Types of Finger Spinner
Although the biomechanical details of finger spin are the same for right and left-handed bowlers, such bowlers are often discussed separately, as the direction in which the ball deviates as it bounces on the cricket pitch is different:
* Right-handed finger spin is more commonly known as off spin.
* Left-handed finger spin is more commonly known as left-arm orthodox spin.
The rest of this article assumes a right-handed finger spinner bowling to a right-handed batsman.
A finger spinner grips the ball with the top knuckles of the index and middle fingers firmly gripping across the seam. The thumb is held clear of the ball.
The stock ball for a right handed finger spinner has a clockwise component of spin as well as a component of top spin. The stock ball for a left-handed finger spinner rotates the anticlockwise as seen by the bowler. For some finger spinners the index and middle fingers do a lot of work, snapping, to impart spin on the ball. At the other end of the spectrum there are finger spinners who rely much more on the wrist action. Either way the wrist position at the point of release determines how the ball spins.
Wrist position for finger spinner
Wrist Position
Intended Outcome
Palm of hand facing batsman
Traditional off spinner. Side spinner.
Drift away from batsman. Turn from off to leg.

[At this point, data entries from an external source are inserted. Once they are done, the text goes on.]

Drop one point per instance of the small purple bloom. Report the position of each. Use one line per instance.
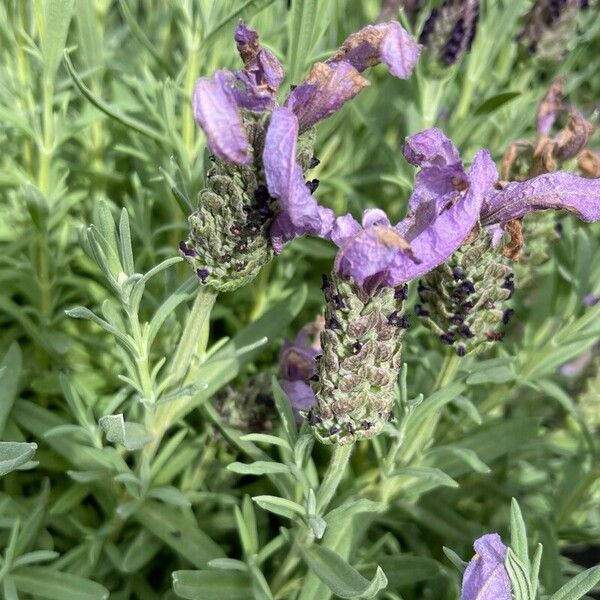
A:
(300, 212)
(486, 577)
(216, 111)
(298, 366)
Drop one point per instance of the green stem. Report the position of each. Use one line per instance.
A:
(333, 476)
(188, 343)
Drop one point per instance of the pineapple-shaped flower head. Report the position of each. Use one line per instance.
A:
(257, 197)
(354, 384)
(450, 29)
(464, 300)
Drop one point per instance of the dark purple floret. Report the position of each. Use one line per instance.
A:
(312, 185)
(467, 287)
(457, 319)
(420, 311)
(458, 273)
(401, 292)
(185, 250)
(448, 338)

Side of hand pointed to leg slip
Stock ball - part top spin, part side spin Some turn, some dip / bounce and some drift.
Side of hand pointed to batsman
Top spinner
Dip - deceptive length.
Back of hand facing batsman
Turn from leg to off. Deception.
Back of hand facing the ground
Under cutter Drift
Traditionally, finger spinners bowled with an emphasis on side spin. With the advent of covered and better batting pitches the focus changed to bowling with a component of top spin. The top spin provides loop which makes it harder for the batsman to make an early judgement of the length of the delivery. The ball tends to be released with a slightly upward trajectory which raises the ball above the batsman's eye line. The topspin on the ball then causes the ball to dip earlier and bounce higher.
The side spin component of the delivery causes it to drift, courtesy of Bernoulli's principle. For a stock, side spin or under cutter this causes the ball to drift away from the batsman. The combination of drift, loop and spin combine to provide the finger spinner's chief threats.
A variation bowled by finger spinners is the arm ball. This is intended to deceive the batsman.
Other coaching points
Other key elements of the process of finger spin are:
* Foot alignment - a line drawn through the back and front feet should line up with where the ball is intended to pitch. Typically the back foot is nearly side on and the front foot between side on and pointing to the target. This aligns the body to deliver the ball to the target.
* Releasing the ball with the weight over the front foot. This drives the bowler's momentum towards the target. It also lets the bowler release the ball from maximum height.
* A vertical shoulder rotation that completes, for a right handed bowler, with the right shoulder pointing at the target.